A quitclaim deed is an agreement between parties that transfers one’s ownership to the other. During a divorce, one spouse can sign a quitclaim deed giving their ownership rights to the other spouse. Remember, however, that this covers the property but NOT the mortgage loan. If both spouses’ names are on the mortgage, they are still both responsible for the repayment of the debt.
Should We Refinance?
If one spouse is going to keep the home, the other spouse needs to make certain their name is off the mortgage. This is why you refinance. The thing to remember here that many divorcing couples don’t realize is that divorce decrees don’t supersede other contracts. For example, the divorce decree may say she gets the house, but if your name is still on the mortgage, you’re ultimately still responsible for the debt.
What If Neither of Us Can Afford to Refinance?
Unfortunately, many couples who split up can’t afford the closing costs and other fees to refinance their home loan. The first option in this case is to sell the property. If that can’t be done, the agreement on who gets the home, and pays the mortgage, needs to be in writing. This isn’t ideal. For example, if he keeps the house, and they agree that he pays the mortgage, but he doesn’t, the bank can still go after her for their mortgage. After all, her name is still on the loan. If she has their agreement in writing, she can turn around and sue him, but this is still a stressful and last-ditch option. This is especially fraught with problems if it’s a bitter divorce.
Does the Type of Mortgage Loan Make a Difference?
Sometimes it can. For a VA loan, the non-veteran spouse loses all rights to the loan after the divorce. If the non-veteran spouse keeps the house, the only way they can keep the loan is if the veteran spouse remains on the loan. If the veteran wants to buy another home, however, this option won’t work because he or she can only have one VA loan at a time.
Another type of loan that’s affected by divorce is the popular FHA loan. The ex who is keeping the house can refinance to get the other ex off the note. The requirement is they must show proof they have paid the mortgage by themselves for a minimum of six months. Proving this, obviously, takes six months, which can significantly drag out the divorce.
How Will This Affect My Credit?
Your credit score may be affected dramatically, or might not see any impact from dealing with your home. If the mortgage continues getting paid on time, by you or your ex, your credit score shouldn’t move much. However, if both names stay on the mortgage loan and the payments are late, you will see a big credit score decrease. This is why it’s so important to get the home out of your name if you are no longer going to be living in the house.
Make all your payments on time and avoid taking on any new debt, so you can protect your good credit history.

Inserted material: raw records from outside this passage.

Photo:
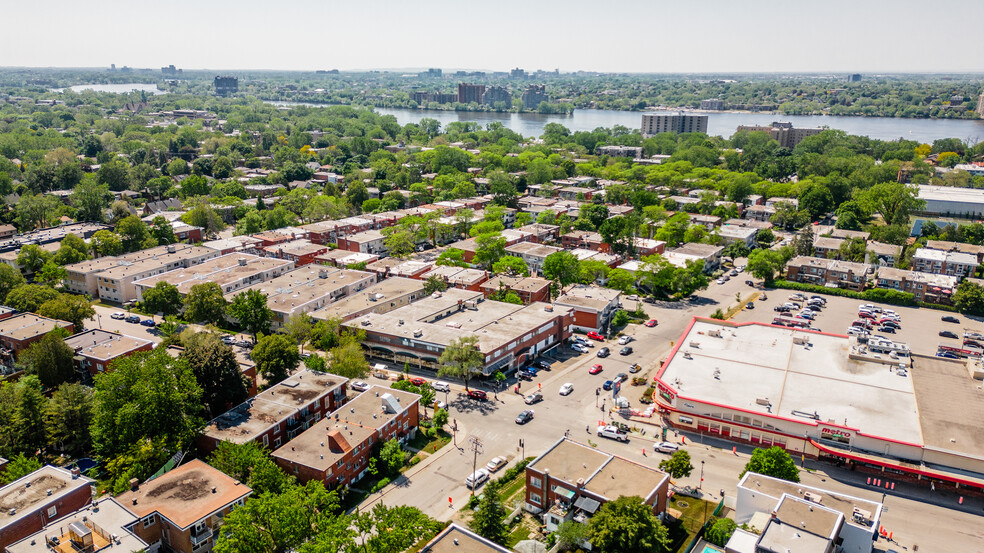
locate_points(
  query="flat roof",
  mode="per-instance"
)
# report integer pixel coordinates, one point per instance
(753, 361)
(19, 498)
(354, 422)
(28, 325)
(102, 344)
(223, 270)
(185, 494)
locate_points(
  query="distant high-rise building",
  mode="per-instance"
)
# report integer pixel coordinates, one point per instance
(784, 133)
(712, 104)
(533, 95)
(468, 93)
(225, 86)
(656, 123)
(495, 94)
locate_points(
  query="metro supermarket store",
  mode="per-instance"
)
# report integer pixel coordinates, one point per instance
(826, 396)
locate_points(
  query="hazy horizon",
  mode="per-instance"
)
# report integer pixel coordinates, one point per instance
(715, 37)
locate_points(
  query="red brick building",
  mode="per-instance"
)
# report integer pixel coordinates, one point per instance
(337, 449)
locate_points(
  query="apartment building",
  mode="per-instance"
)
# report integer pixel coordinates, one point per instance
(95, 349)
(279, 413)
(828, 272)
(181, 510)
(336, 450)
(308, 289)
(571, 481)
(31, 502)
(231, 272)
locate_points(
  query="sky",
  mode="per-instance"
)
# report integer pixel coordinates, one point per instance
(637, 36)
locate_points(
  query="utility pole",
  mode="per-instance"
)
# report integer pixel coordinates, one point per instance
(476, 447)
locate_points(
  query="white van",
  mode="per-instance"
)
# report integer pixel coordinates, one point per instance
(476, 479)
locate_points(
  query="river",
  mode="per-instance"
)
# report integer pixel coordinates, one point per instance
(718, 123)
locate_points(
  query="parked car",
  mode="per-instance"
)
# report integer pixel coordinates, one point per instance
(665, 447)
(495, 464)
(525, 417)
(613, 433)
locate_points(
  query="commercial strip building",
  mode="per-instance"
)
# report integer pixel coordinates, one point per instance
(308, 289)
(571, 480)
(279, 413)
(95, 349)
(231, 272)
(508, 335)
(780, 510)
(182, 509)
(863, 402)
(31, 502)
(336, 449)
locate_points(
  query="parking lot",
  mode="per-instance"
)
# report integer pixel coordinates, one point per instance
(920, 326)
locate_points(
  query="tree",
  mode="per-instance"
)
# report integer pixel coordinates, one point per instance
(163, 298)
(18, 467)
(68, 307)
(146, 396)
(678, 465)
(562, 267)
(32, 257)
(68, 417)
(275, 357)
(50, 359)
(250, 309)
(90, 199)
(461, 359)
(510, 265)
(105, 242)
(774, 462)
(205, 303)
(133, 233)
(30, 297)
(721, 531)
(216, 370)
(488, 520)
(433, 284)
(627, 525)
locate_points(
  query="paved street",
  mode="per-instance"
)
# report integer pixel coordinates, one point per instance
(909, 513)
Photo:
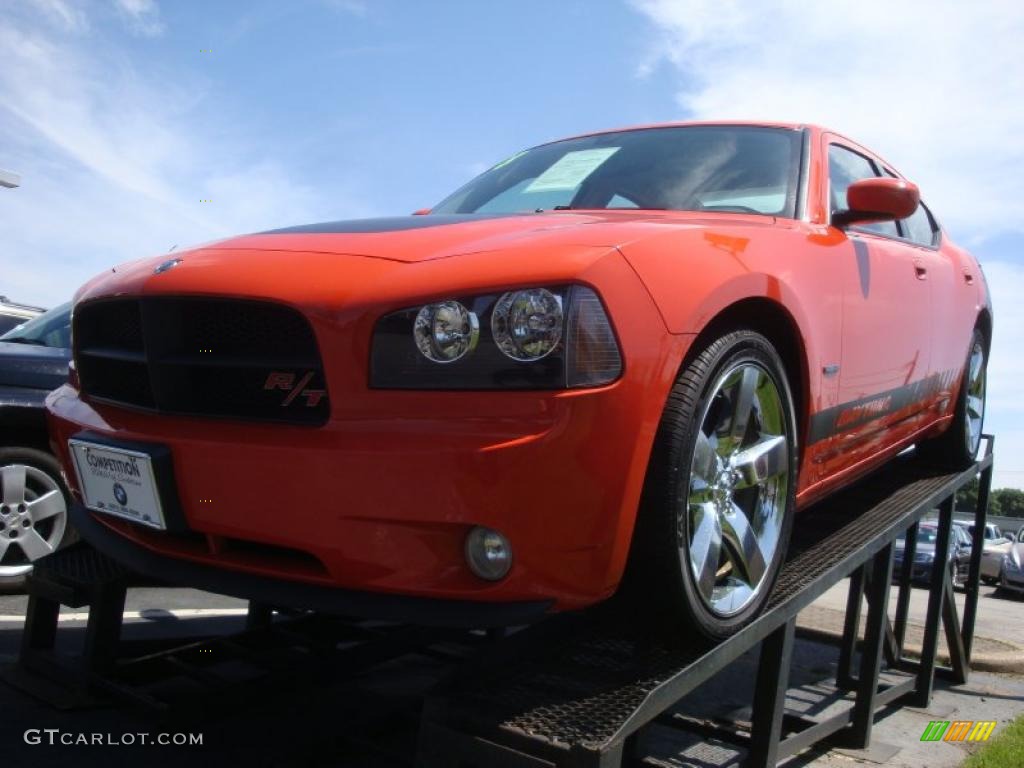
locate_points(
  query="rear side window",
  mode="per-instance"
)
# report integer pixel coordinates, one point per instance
(845, 167)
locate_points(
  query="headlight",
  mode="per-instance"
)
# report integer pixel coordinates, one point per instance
(445, 332)
(548, 337)
(527, 325)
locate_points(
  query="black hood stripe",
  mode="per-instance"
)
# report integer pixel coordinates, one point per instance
(387, 223)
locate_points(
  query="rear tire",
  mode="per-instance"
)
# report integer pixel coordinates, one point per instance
(957, 446)
(717, 509)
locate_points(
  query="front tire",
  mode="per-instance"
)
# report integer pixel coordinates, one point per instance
(34, 502)
(718, 503)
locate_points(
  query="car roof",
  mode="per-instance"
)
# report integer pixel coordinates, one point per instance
(699, 123)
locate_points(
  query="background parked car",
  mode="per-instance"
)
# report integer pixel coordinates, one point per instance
(1012, 569)
(34, 498)
(924, 556)
(12, 314)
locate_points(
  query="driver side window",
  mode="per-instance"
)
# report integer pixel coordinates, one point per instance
(845, 167)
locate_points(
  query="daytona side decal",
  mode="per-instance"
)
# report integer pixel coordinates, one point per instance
(829, 422)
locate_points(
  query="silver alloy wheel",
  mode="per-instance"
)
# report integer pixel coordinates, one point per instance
(33, 518)
(739, 483)
(975, 400)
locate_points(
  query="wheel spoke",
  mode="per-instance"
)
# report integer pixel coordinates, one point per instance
(743, 406)
(740, 539)
(34, 545)
(12, 479)
(765, 459)
(706, 547)
(46, 506)
(706, 461)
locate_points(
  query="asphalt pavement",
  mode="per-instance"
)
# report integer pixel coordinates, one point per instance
(295, 725)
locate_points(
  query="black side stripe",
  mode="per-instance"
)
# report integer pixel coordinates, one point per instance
(832, 421)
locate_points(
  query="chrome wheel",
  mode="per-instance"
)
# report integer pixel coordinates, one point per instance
(975, 400)
(33, 517)
(739, 479)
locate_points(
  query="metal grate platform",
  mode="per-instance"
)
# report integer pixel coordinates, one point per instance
(592, 681)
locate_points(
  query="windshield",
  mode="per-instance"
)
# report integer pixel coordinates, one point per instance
(51, 329)
(740, 169)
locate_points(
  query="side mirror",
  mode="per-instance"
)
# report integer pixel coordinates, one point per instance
(882, 199)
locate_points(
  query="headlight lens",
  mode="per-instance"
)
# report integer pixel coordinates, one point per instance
(445, 332)
(549, 337)
(527, 325)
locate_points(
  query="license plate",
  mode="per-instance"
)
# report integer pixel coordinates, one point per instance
(119, 482)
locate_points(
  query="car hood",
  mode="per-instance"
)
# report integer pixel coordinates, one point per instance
(351, 261)
(32, 367)
(413, 239)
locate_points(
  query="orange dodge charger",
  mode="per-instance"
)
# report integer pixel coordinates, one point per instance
(633, 354)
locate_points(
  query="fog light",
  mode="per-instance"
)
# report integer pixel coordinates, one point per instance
(488, 554)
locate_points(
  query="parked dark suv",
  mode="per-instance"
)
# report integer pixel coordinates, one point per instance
(12, 314)
(34, 497)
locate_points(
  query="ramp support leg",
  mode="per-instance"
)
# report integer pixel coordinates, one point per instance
(769, 695)
(936, 597)
(875, 641)
(40, 626)
(848, 648)
(102, 633)
(977, 544)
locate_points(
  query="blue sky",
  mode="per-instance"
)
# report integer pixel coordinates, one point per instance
(123, 115)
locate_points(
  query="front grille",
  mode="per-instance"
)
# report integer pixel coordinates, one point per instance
(202, 356)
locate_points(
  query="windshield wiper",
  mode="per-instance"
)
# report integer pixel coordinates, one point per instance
(24, 340)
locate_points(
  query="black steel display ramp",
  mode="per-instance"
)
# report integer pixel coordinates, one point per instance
(579, 689)
(573, 690)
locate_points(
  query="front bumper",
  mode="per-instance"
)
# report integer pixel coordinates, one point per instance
(322, 599)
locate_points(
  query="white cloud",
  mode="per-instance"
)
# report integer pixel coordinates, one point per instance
(142, 16)
(937, 88)
(114, 164)
(354, 7)
(62, 14)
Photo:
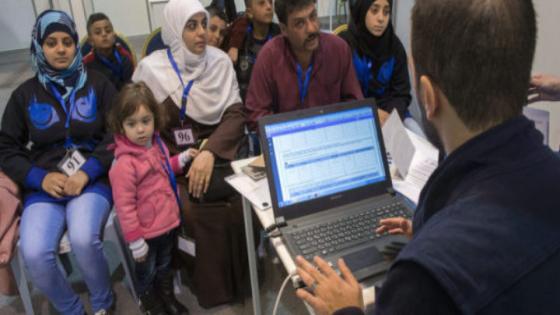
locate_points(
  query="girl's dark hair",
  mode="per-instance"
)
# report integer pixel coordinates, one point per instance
(128, 101)
(95, 17)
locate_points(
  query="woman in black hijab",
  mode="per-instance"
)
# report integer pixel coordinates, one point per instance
(379, 56)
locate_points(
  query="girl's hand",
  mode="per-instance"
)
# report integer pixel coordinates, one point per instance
(76, 183)
(54, 183)
(233, 54)
(200, 173)
(139, 249)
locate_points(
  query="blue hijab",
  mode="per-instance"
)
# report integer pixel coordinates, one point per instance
(73, 77)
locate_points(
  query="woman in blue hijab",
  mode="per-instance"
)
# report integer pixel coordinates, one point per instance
(378, 55)
(54, 145)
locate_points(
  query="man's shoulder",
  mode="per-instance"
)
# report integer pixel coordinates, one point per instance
(274, 50)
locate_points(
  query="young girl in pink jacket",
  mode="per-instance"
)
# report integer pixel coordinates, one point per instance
(145, 195)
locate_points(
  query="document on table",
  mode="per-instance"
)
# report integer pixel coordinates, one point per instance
(414, 157)
(256, 191)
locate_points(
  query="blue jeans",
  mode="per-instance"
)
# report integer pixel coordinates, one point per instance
(42, 226)
(157, 264)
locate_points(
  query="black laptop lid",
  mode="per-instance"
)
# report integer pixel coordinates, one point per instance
(323, 157)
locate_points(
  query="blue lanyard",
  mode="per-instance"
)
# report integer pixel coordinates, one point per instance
(186, 89)
(250, 32)
(116, 69)
(169, 170)
(363, 71)
(303, 84)
(68, 111)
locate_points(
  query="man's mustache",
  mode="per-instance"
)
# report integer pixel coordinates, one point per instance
(312, 37)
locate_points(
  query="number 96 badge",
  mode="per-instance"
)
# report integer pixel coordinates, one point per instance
(184, 136)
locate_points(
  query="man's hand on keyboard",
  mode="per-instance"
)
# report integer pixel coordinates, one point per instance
(328, 291)
(395, 226)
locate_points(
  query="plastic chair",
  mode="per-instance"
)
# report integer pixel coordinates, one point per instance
(111, 234)
(86, 47)
(153, 42)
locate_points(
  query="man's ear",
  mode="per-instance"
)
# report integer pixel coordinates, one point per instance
(430, 98)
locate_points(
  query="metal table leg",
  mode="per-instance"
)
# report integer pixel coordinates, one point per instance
(248, 219)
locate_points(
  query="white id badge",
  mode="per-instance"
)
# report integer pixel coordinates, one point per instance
(71, 163)
(184, 136)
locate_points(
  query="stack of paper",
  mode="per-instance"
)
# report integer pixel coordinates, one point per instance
(413, 157)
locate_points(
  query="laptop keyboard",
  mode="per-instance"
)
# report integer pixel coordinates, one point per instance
(327, 238)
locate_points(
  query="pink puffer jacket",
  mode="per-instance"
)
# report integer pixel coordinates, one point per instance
(145, 202)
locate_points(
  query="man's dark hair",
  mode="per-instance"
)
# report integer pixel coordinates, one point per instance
(95, 17)
(478, 52)
(215, 11)
(284, 7)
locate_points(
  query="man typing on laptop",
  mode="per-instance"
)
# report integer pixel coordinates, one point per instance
(485, 233)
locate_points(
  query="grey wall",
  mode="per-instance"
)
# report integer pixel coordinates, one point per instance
(547, 57)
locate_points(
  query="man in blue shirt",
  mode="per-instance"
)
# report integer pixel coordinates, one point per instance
(485, 236)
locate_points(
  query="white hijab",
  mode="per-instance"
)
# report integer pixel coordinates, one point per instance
(215, 84)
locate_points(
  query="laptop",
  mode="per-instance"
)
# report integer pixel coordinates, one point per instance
(330, 184)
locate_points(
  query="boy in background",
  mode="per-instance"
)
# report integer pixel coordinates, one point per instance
(107, 56)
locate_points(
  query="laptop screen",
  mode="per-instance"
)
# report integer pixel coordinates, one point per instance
(322, 155)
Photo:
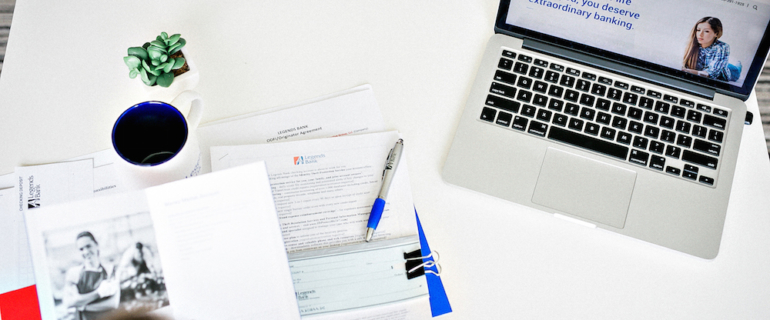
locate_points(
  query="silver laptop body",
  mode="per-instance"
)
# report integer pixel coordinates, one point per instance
(661, 189)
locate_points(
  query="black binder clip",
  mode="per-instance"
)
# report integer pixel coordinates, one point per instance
(415, 266)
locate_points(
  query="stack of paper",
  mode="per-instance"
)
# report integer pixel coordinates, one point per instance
(210, 246)
(323, 190)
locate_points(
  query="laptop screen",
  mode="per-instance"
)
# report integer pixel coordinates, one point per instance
(716, 42)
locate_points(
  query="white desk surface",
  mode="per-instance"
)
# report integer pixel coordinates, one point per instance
(64, 83)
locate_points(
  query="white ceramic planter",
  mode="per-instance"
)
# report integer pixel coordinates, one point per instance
(183, 82)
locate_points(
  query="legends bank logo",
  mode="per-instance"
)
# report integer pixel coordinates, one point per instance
(300, 160)
(34, 194)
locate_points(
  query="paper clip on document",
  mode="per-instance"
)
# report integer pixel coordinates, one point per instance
(415, 266)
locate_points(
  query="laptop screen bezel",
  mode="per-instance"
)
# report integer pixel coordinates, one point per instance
(741, 92)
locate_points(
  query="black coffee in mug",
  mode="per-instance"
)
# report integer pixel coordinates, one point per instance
(149, 133)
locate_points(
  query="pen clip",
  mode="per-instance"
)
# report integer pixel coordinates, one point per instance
(388, 165)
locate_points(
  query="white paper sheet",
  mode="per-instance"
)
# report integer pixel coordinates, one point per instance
(222, 247)
(324, 188)
(235, 268)
(36, 186)
(352, 111)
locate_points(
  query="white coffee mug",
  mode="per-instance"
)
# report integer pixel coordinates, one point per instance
(155, 143)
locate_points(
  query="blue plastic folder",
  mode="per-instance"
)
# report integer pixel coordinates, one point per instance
(439, 303)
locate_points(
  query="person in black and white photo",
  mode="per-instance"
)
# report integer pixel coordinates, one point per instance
(91, 288)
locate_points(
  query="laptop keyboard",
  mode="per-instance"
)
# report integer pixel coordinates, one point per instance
(660, 131)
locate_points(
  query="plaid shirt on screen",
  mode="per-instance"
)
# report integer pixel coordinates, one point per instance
(713, 59)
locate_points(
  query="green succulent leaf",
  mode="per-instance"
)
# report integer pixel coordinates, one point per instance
(132, 62)
(168, 65)
(173, 39)
(178, 63)
(138, 52)
(165, 80)
(178, 46)
(145, 65)
(154, 72)
(154, 53)
(148, 79)
(173, 49)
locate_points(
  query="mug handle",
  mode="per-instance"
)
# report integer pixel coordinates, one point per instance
(196, 109)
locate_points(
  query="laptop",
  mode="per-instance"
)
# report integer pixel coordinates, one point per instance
(616, 113)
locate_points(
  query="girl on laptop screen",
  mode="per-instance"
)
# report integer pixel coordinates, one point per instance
(706, 55)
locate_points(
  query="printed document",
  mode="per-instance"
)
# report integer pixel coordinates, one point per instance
(211, 245)
(355, 276)
(353, 111)
(324, 188)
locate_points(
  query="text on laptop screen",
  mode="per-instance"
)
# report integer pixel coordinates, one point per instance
(717, 39)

How Soon Can I Buy Another House?
Buying a new house largely depends on how you manage your mortgage during your divorce. If you both agree to sell your home, you are free and clear to purchase another one, providing you have a high enough credit score and income. Leaving your name on your previous mortgage can hinder you from qualifying for another loan, because the debt may be figured into your debt-to-income ratio. This may make you look too risky for lenders to approve you. In addition, if you or your ex failed to pay your mortgage on time during your divorce, your credit score could have suffered, and may hinder you from getting a mortgage loan.
Understanding your house and mortgage options during a divorce is key to making the best decision for you.